Betastore, a B2B retail marketplace for informal retailers, has raised $2.5 million to help informal shops in West and Central Africa deal with stock outs and financing issues.
By removing connections with sales middlemen, the Betastore marketplace allows informal traders to access fast-moving consumer goods (FMCG) directly from manufacturers or distributors, keeping products cost-competitive. It also collaborates with logistical partners to make sure things arrive within 24 hours.
After raising $2.5 million in pre-series funding, the Nigerian firm wants to grow beyond its existing three markets by the end of the year, including Ghana, the Democratic Republic of Congo, and Cameroon.
500 Global, VestedWorld, and Loyal VC have all invested. Betastore has received $3 million in investment to date.
Betastore CEO Steve Dakayi-Kamga, who co-founded the company with Leo-Armel Tchoudjang in mid-2020, stated that the startup’s ability to scale by using its asset-light strategy is critical.
Its goal is to grow to 100 cities across Nigeria, the Ivory Coast, and Senegal before the end of the year. Betastore also intends to strengthen its technical and leadership teams, as well as introduce new products and enhance current ones.
Betastore’s asset-light business implies it doesn’t have any capital or labor-intensive assets like warehouses or its own delivery fleet.
This, according to Dakayi-Kamga, has aided the business in optimizing its technology so that merchants may acquire goods from the nearest distributors. A retailer that uses Betastore places 4.4 orders per month on average.
The B2B e-commerce platform will debut funding in July, following a trial program involving 200 retailers that the business conducted last year.
According to Tchoudjang, the BNPL financing plan will focus on retailer sales and will go a long way towards assisting them to expand the worth of their shopping baskets, and hence their businesses. Interest will be charged based on product margins, according to the startup.
Betastore is presently integrating its technology into a network of fintech and bank financing partners.
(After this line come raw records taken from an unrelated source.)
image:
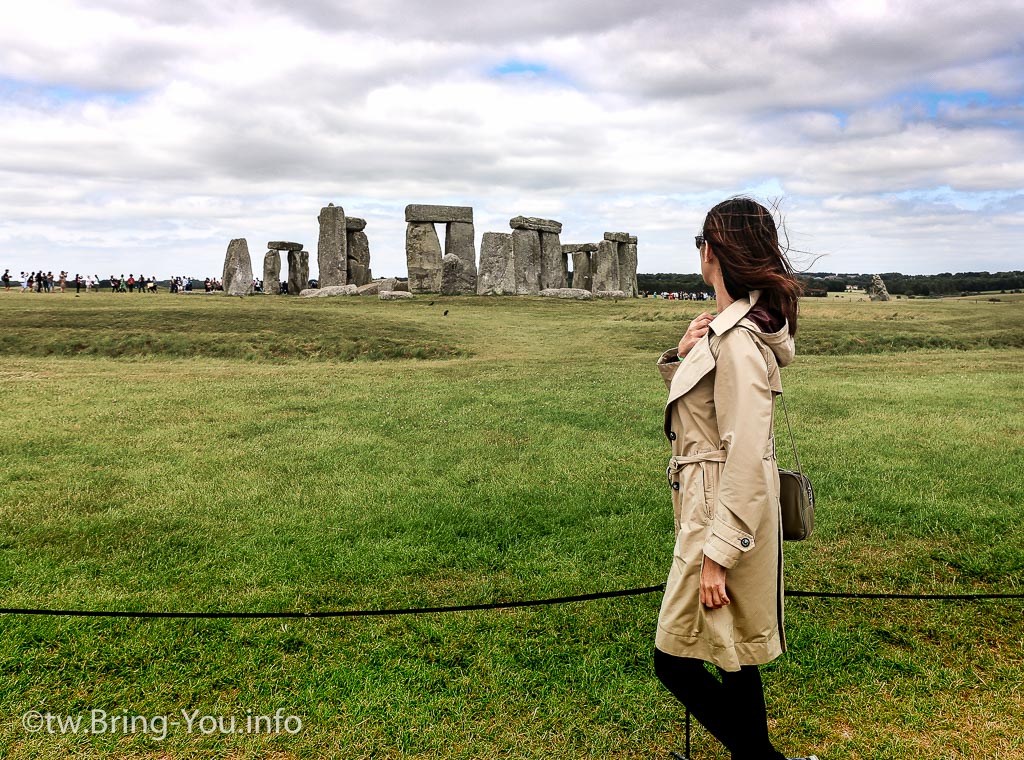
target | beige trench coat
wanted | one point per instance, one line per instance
(724, 479)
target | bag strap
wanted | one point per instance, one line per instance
(793, 440)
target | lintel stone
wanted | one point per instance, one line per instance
(580, 248)
(281, 245)
(540, 225)
(415, 212)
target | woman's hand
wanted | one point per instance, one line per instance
(713, 585)
(696, 330)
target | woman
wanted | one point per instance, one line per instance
(723, 600)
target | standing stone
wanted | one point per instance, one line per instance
(298, 271)
(526, 259)
(497, 267)
(457, 278)
(554, 270)
(358, 257)
(606, 266)
(238, 276)
(582, 275)
(629, 279)
(331, 249)
(460, 240)
(423, 255)
(271, 272)
(877, 291)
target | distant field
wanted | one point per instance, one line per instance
(274, 454)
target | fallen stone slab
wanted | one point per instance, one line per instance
(415, 212)
(282, 245)
(370, 289)
(539, 225)
(331, 290)
(578, 293)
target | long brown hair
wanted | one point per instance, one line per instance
(743, 237)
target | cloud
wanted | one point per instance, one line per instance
(137, 130)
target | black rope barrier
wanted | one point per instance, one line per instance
(466, 607)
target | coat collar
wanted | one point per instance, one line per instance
(700, 361)
(734, 312)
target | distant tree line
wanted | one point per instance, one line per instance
(944, 284)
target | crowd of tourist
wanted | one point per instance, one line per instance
(679, 296)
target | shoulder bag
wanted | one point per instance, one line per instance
(796, 495)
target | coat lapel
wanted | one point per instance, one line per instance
(700, 361)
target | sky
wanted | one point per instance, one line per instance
(143, 135)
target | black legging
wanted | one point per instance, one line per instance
(733, 709)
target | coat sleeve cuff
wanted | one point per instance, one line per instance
(726, 544)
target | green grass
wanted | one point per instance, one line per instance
(512, 449)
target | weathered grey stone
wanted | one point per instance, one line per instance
(238, 275)
(358, 257)
(281, 245)
(421, 213)
(457, 278)
(271, 272)
(877, 290)
(583, 276)
(370, 289)
(460, 239)
(298, 271)
(580, 248)
(554, 270)
(497, 276)
(605, 266)
(332, 247)
(539, 225)
(628, 269)
(526, 259)
(423, 255)
(578, 293)
(331, 290)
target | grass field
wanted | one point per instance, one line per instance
(203, 453)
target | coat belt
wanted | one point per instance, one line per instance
(677, 463)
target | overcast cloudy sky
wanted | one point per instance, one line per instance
(143, 134)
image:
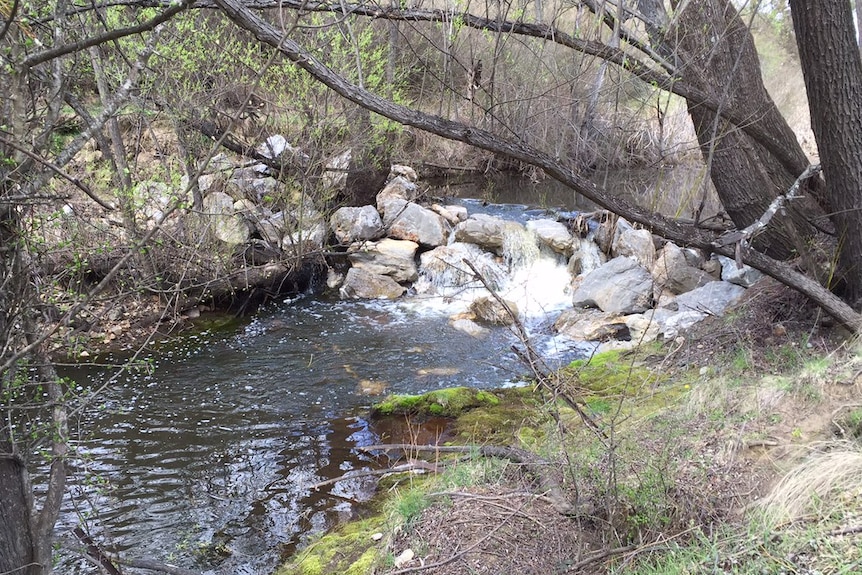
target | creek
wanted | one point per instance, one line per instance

The Betastore wallet is used by retailers to repay debts, deposit funds for operations, and transmit, receive, and save money.
Since its inception, the company claims to have increased its customer base and income by ten and twelvefold, respectively.
As it penetrates the $380 billion retail sectors in Sub-Saharan Africa, which contributes 20-50 percent of the region’s GDP on average, the business forecasts a significant increase, particularly after accessing more countries and pushing out its buy now pay later (BNPL) offering.
Techbuild’s Take
Today’s retailers are expected to operate with quickness, agility, and effectiveness. Retailers take advantage of any opportunity that comes their way to do this.
Thanks to technology and platforms like Betastore, the days of retailers having to close their stores for the entire day to source merchandise are over.
These platforms don’t just save retailers money and help them plan better. They’ve evolved into critical platforms that can give shops a competitive advantage in the market, allowing them to prosper and develop.
Because it regards the merchant as an agent who can make access to goods and services easier, Betastore wants to make it easier for merchants and end-users to access goods and services.
Betastore technology, according to Dakayi-Kamga, allows shops to place orders on demand, have access to a wide range of products, and address logistics problems.
They don’t have to shut their stores to go obtain goods from distributors or the market, and they don’t have to lose nearly half of their margins in logistics with Betastore.